The appellant in McLaughlin , Dominion Rental Holdings, LLC (“Dominion”), fell victim to the final-judgment rule. Dominion acquired a property at a foreclosure sale. It filed exceptions to the sale, hoping to recover money that it had spent to improve the property before the sale. The court denied Dominion’s exceptions, and Dominion noted its appeal without waiting for the trial court to ratify the sale and enter its final judgment. Dominion did not note another appeal after the final judgment. Because the appeal was premature, the Court of Special Appeals had to dismiss the case for lack of appellate jurisdiction.

Faced with the nightmare realization that it had potentially blown its appeal by failing to timely note its appeal, Dominion scrambled to find safe harbor in any exception to the final-judgment rule. But no exceptions applied. Although an order for “the sale, conveyance, or delivery of real . . . property” under Section 12-303(3)(v) of the Courts and Judicial Proceedings article is an appealable interlocutory order, the order denying exceptions to the sale was not an appealable order to sell real property because the denial of exceptions necessarily follows the sale. The trial court did not certify the order for interlocutory appeal under Rule 2-602(b).
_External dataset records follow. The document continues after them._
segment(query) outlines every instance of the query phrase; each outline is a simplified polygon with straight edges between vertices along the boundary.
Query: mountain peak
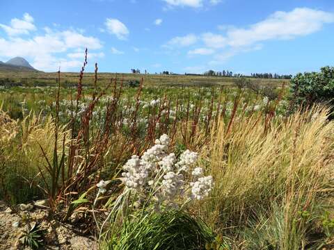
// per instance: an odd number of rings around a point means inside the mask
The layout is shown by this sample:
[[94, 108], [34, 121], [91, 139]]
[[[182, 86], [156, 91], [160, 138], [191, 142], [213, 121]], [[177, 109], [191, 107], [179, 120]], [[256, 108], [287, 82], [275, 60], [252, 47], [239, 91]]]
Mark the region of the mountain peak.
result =
[[8, 62], [6, 62], [6, 64], [15, 65], [15, 66], [21, 66], [21, 67], [26, 67], [30, 68], [31, 69], [35, 69], [28, 61], [22, 57], [15, 57], [14, 58], [10, 59]]

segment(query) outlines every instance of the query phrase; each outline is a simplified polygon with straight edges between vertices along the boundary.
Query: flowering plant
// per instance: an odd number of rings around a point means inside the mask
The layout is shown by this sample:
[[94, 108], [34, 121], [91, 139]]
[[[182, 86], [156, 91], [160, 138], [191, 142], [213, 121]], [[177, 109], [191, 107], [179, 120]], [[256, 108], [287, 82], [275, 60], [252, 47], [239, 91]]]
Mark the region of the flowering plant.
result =
[[141, 158], [132, 156], [123, 167], [125, 192], [132, 191], [139, 203], [152, 202], [157, 209], [175, 208], [183, 197], [201, 200], [212, 190], [212, 176], [204, 176], [202, 168], [194, 167], [198, 153], [187, 149], [177, 160], [167, 153], [169, 143], [168, 136], [162, 135]]
[[[169, 144], [169, 137], [162, 135], [141, 157], [132, 156], [123, 166], [123, 192], [116, 200], [108, 202], [112, 204], [112, 209], [101, 226], [95, 219], [100, 238], [105, 235], [102, 231], [109, 221], [112, 226], [107, 232], [112, 238], [116, 237], [116, 222], [120, 219], [125, 223], [137, 218], [129, 217], [132, 212], [139, 212], [138, 217], [145, 217], [145, 211], [149, 215], [153, 211], [169, 211], [180, 203], [201, 200], [209, 195], [213, 178], [205, 176], [203, 169], [196, 166], [198, 153], [186, 150], [177, 158], [173, 153], [168, 153]], [[108, 183], [101, 181], [97, 184], [97, 199], [106, 192]]]

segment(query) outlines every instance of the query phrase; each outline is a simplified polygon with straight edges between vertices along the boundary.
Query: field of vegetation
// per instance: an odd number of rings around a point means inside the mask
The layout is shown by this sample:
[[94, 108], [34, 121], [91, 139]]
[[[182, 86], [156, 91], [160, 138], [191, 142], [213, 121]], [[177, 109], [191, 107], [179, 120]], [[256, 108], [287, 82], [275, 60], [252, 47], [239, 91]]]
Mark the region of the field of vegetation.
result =
[[45, 249], [49, 221], [101, 249], [332, 249], [333, 78], [1, 73], [17, 243]]

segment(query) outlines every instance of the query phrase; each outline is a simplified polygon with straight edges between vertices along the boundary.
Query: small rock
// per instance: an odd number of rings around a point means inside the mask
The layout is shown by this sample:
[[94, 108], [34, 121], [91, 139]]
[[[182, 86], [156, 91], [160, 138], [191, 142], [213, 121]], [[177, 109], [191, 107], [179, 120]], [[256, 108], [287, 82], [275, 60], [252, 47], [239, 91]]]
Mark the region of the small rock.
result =
[[19, 208], [21, 211], [31, 211], [33, 208], [33, 205], [22, 203], [19, 205]]
[[27, 206], [24, 203], [19, 204], [19, 208], [21, 211], [26, 211], [27, 210]]
[[38, 208], [47, 208], [49, 207], [49, 200], [38, 200], [35, 201], [34, 205]]

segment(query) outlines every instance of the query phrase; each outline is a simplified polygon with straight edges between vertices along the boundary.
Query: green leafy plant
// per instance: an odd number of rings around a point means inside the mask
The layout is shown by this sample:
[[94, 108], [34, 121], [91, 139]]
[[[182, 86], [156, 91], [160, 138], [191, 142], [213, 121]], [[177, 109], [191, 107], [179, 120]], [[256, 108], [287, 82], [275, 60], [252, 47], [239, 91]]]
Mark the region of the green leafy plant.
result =
[[334, 67], [324, 67], [320, 72], [298, 74], [291, 80], [292, 98], [297, 105], [315, 103], [333, 104], [334, 99]]
[[106, 249], [205, 249], [205, 244], [214, 240], [213, 233], [203, 222], [186, 212], [171, 210], [143, 217], [134, 215], [122, 224], [119, 235], [111, 239]]
[[32, 226], [28, 224], [19, 237], [19, 241], [24, 247], [38, 249], [44, 244], [45, 231], [40, 228], [40, 224], [35, 222]]

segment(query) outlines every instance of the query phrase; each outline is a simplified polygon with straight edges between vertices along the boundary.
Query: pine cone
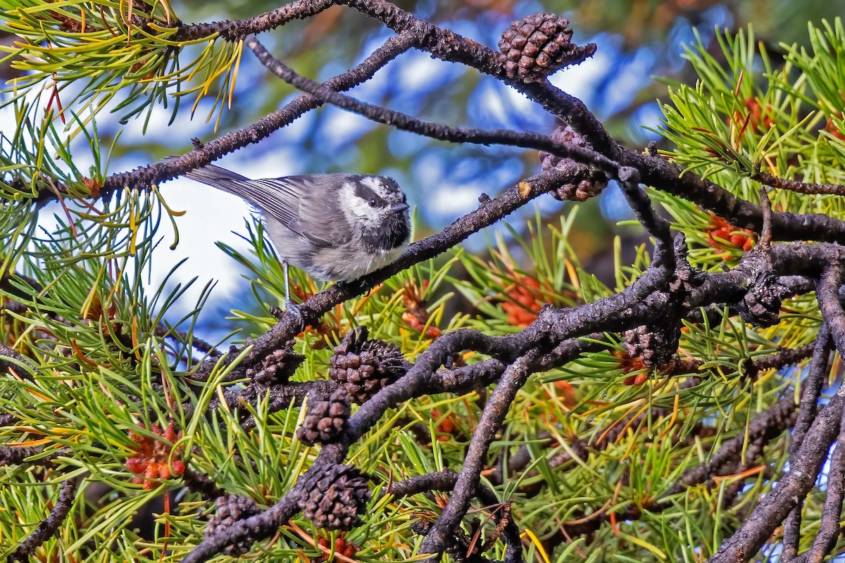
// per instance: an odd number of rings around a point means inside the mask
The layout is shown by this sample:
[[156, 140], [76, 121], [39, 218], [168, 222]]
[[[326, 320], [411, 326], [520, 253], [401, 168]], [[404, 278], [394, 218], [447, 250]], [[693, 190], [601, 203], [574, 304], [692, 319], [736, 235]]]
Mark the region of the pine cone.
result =
[[307, 446], [332, 441], [343, 430], [351, 404], [352, 398], [343, 387], [335, 389], [329, 398], [312, 392], [308, 395], [305, 420], [297, 430], [297, 436]]
[[[261, 512], [252, 499], [240, 495], [219, 496], [215, 504], [217, 505], [217, 514], [209, 518], [208, 526], [205, 527], [206, 538], [211, 538], [239, 520], [248, 518]], [[255, 540], [250, 537], [244, 538], [234, 544], [226, 546], [223, 553], [232, 557], [240, 557], [249, 553], [254, 542]]]
[[289, 340], [284, 348], [274, 350], [258, 365], [248, 368], [247, 376], [261, 385], [286, 383], [304, 360], [305, 356], [294, 353], [293, 340]]
[[646, 366], [660, 366], [669, 361], [678, 351], [681, 338], [680, 327], [641, 325], [626, 331], [623, 345], [632, 358], [639, 357]]
[[771, 327], [777, 323], [781, 303], [790, 295], [789, 288], [778, 283], [771, 271], [757, 275], [743, 300], [737, 303], [739, 316], [755, 327]]
[[556, 70], [592, 56], [594, 44], [579, 47], [570, 42], [569, 25], [569, 20], [555, 14], [532, 14], [511, 22], [499, 41], [508, 78], [542, 82]]
[[[574, 147], [590, 148], [586, 140], [569, 125], [555, 129], [552, 133], [552, 140]], [[597, 196], [608, 187], [608, 176], [602, 171], [544, 150], [540, 151], [539, 156], [543, 171], [557, 169], [572, 178], [570, 183], [549, 192], [555, 199], [582, 202]]]
[[406, 371], [406, 361], [397, 346], [367, 340], [367, 335], [366, 327], [346, 334], [329, 360], [329, 376], [344, 387], [357, 404], [366, 403]]
[[303, 478], [303, 515], [317, 528], [350, 530], [370, 498], [367, 478], [352, 465], [312, 468]]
And the order was not an appealable collateral order for two reasons; it was closely tied to the merits of the foreclosure proceeding and it was effectively reviewable on appeal.

Although the final-judgment rule claimed another victim in McLaughlin, one hopes that Judge Arthur’s concise nine-page opinion will help others avoid a similar fate.

This article is republished with permission from Maryland Appellate Blog, the blog of the MSBA Litigation Section.